Beacham adds that, in his time at Acequia Madre, he has never held a third-grader back, but only students in the earlier grades, whom he says can take better advantage of an extra year.
Garcia’s bill actually does provide for remediation, and even optional retention, for struggling students in kindergarten through second grade, as well. Kids would be screened, beginning in kindergarten, and provided with remedial help if they are falling behind.
“That’s the key part of this legislation, the remediation and intervention,” Garcia says, “because we hope that, with all of this remediation and intervention starting in kindergarten, by the time they get to third grade, it won’t be necessary anymore.”
Parents are required to pay for remedial measures, but if they can prove indigence, that responsibility falls to the district. In Santa Fe Public Schools, which currently can’t fund full-time nurses at each school site, it’s hard to see where that money would come from—and the bill doesn’t provide for a direct appropriation.
Martinez’ fiscal year 2013 budget recommendation includes $17 million for reading ability assessment and coaches in grades K-3, though, which spokesman Scott Darnell says would help districts provide the remediation prescribed under the proposed law.
Another open question is how well the measure would work for New Mexico’s many English language learners. State Rep. Ray Begaye, D-San Juan, introduced a joint memorial requesting a work group of education experts to study how third-grade retention issues relate to nonnative English speakers. For those students, being held back a year “may have an impact on the retained student’s self-perception,” the memorial states.
Begaye tells SFR that he isn’t opposed to ending social promotion, but feels there are still too many unanswered questions about how it would be implemented.
“I’m certainly in agreement to some degree, but I want to know it will be effective,” Begaye says. He chose to have his two daughters repeat third grade, but later regretted it, realizing that, unless teachers try different strategies, retention alone may not help struggling kids. The Santa Fe Public Schools Board of Education approved a resolution Jan. 17 that urges the legislature to continue allowing social promotion and to increase funding for early intervention.
Some research has suggested that being held back can lead kids to eventually drop out of school altogether, but Greene says those studies are poorly designed. Since most states implemented social promotion bans relatively recently, he says, it’s too soon to know for sure how they affect high school graduation rates, but “we would expect that the significant increase in academic achievement for retained students should also translate into a lower dropout rate, not a higher one.”
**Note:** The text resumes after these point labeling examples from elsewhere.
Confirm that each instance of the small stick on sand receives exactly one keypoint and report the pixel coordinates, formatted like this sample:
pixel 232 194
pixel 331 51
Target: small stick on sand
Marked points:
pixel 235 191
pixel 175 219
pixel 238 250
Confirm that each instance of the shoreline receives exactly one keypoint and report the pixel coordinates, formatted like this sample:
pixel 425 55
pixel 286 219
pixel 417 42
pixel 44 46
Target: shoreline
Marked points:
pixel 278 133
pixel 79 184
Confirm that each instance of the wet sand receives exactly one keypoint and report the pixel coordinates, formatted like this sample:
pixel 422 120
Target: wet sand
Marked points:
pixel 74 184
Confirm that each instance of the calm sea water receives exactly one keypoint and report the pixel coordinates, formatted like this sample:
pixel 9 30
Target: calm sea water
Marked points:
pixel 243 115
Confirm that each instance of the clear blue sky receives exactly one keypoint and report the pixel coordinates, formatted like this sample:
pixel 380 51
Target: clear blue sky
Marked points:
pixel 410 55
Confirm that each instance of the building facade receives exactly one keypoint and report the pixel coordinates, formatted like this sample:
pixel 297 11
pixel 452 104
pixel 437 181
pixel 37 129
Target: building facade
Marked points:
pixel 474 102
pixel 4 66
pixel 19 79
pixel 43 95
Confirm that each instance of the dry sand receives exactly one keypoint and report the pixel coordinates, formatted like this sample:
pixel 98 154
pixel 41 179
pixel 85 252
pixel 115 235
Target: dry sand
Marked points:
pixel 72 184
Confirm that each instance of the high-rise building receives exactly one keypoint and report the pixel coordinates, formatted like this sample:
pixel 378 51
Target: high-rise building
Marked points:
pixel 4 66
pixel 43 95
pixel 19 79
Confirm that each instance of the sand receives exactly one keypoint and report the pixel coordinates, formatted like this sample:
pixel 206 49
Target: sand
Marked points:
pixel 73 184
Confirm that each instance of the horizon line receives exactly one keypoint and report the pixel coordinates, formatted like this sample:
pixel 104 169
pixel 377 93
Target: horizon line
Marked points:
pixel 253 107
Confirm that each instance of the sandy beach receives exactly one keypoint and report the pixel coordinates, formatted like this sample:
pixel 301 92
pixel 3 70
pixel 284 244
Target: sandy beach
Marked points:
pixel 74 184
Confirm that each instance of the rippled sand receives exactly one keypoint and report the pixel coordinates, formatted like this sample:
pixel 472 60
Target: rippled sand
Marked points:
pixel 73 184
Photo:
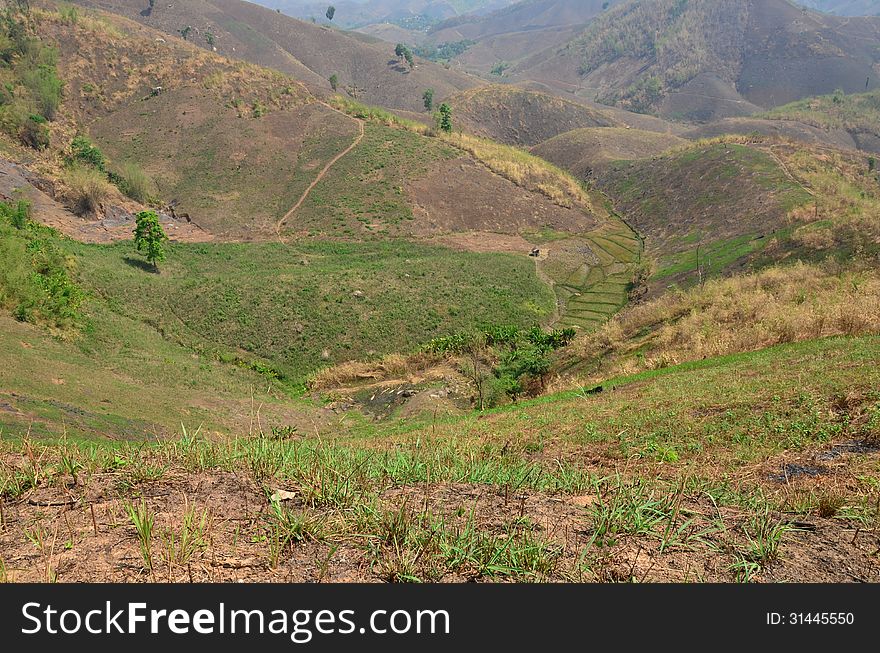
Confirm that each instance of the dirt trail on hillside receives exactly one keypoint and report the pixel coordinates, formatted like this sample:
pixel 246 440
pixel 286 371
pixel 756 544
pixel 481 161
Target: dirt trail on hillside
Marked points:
pixel 788 172
pixel 321 174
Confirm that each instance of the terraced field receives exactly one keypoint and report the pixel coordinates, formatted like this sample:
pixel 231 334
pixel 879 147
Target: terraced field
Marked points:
pixel 591 273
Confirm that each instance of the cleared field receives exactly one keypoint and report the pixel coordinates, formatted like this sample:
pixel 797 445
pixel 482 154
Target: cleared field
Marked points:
pixel 592 273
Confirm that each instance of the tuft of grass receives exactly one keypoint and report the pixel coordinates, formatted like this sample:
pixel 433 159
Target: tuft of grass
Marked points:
pixel 180 546
pixel 143 519
pixel 88 188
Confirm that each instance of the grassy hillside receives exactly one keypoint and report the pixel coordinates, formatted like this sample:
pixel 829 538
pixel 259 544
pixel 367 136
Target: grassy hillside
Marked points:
pixel 230 144
pixel 744 197
pixel 518 117
pixel 858 115
pixel 294 307
pixel 755 468
pixel 192 344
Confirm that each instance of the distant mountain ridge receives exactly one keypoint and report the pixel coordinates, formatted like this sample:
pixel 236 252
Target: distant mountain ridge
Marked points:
pixel 845 7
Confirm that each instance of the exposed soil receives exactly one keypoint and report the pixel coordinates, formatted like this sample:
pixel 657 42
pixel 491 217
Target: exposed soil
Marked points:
pixel 497 205
pixel 86 535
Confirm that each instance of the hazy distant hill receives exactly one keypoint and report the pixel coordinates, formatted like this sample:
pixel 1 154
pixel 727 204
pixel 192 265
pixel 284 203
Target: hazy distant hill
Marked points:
pixel 357 13
pixel 710 59
pixel 365 68
pixel 845 7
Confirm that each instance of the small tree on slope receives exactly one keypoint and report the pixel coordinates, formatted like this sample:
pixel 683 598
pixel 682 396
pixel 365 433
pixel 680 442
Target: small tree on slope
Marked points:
pixel 149 237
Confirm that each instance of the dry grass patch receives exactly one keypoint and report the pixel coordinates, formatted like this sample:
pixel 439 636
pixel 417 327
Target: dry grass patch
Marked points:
pixel 746 313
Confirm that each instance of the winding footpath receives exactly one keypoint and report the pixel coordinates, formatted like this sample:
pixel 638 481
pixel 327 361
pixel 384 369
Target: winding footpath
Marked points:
pixel 321 174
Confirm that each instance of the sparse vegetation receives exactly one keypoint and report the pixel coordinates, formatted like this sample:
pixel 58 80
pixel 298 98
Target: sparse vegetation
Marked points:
pixel 36 282
pixel 88 188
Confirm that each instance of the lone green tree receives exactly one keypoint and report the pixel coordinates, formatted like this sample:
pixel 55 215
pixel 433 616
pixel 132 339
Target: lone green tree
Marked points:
pixel 444 118
pixel 150 238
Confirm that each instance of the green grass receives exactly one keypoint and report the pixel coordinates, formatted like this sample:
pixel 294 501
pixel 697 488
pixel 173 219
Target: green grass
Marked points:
pixel 592 273
pixel 193 344
pixel 674 461
pixel 715 257
pixel 302 307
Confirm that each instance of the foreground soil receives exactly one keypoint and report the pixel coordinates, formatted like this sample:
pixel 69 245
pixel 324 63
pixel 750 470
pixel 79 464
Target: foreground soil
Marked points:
pixel 224 526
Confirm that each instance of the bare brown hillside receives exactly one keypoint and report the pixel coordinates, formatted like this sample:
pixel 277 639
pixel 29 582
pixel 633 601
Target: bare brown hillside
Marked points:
pixel 365 67
pixel 584 152
pixel 519 117
pixel 710 59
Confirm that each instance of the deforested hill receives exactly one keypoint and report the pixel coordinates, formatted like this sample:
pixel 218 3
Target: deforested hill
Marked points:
pixel 357 13
pixel 498 40
pixel 844 7
pixel 365 68
pixel 708 59
pixel 521 117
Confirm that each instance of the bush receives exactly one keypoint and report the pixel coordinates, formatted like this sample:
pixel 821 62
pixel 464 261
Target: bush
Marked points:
pixel 88 188
pixel 45 87
pixel 35 283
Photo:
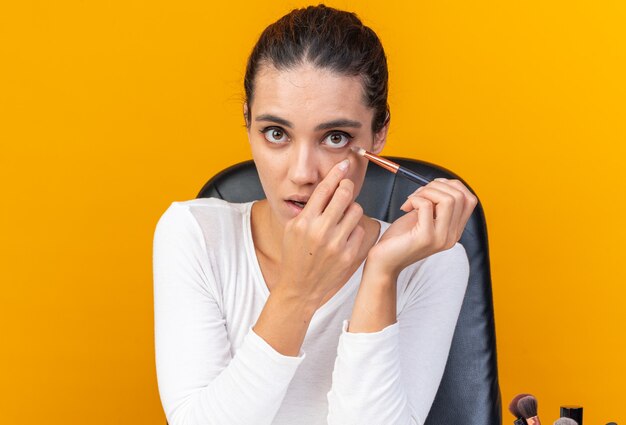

Garcia’s bill does contain an exception for students who have had less than two years of English instruction. Beacham says those kids are already tested too early and are under pressure to meet certain benchmarks.
“It’s too much for kids to deal with, to learn a second language and all the educational concepts that come with trying to pass a test like that,” Beacham says.
Begaye’s memorial also questions the validity of New Mexico’s testing system. It states that the system may be inaccurate and unreliable for students in special language categories and enjoins the work group to come up with an alternative metric by next year’s legislative session.
But as the state reels from consistently poor national education rankings, Garcia warns against going down the more-research rabbit hole.
“That’s been the problem,” Garcia says. “We’re going to study and study and study and not make some real direct legislation that we need to implement as soon as possible.”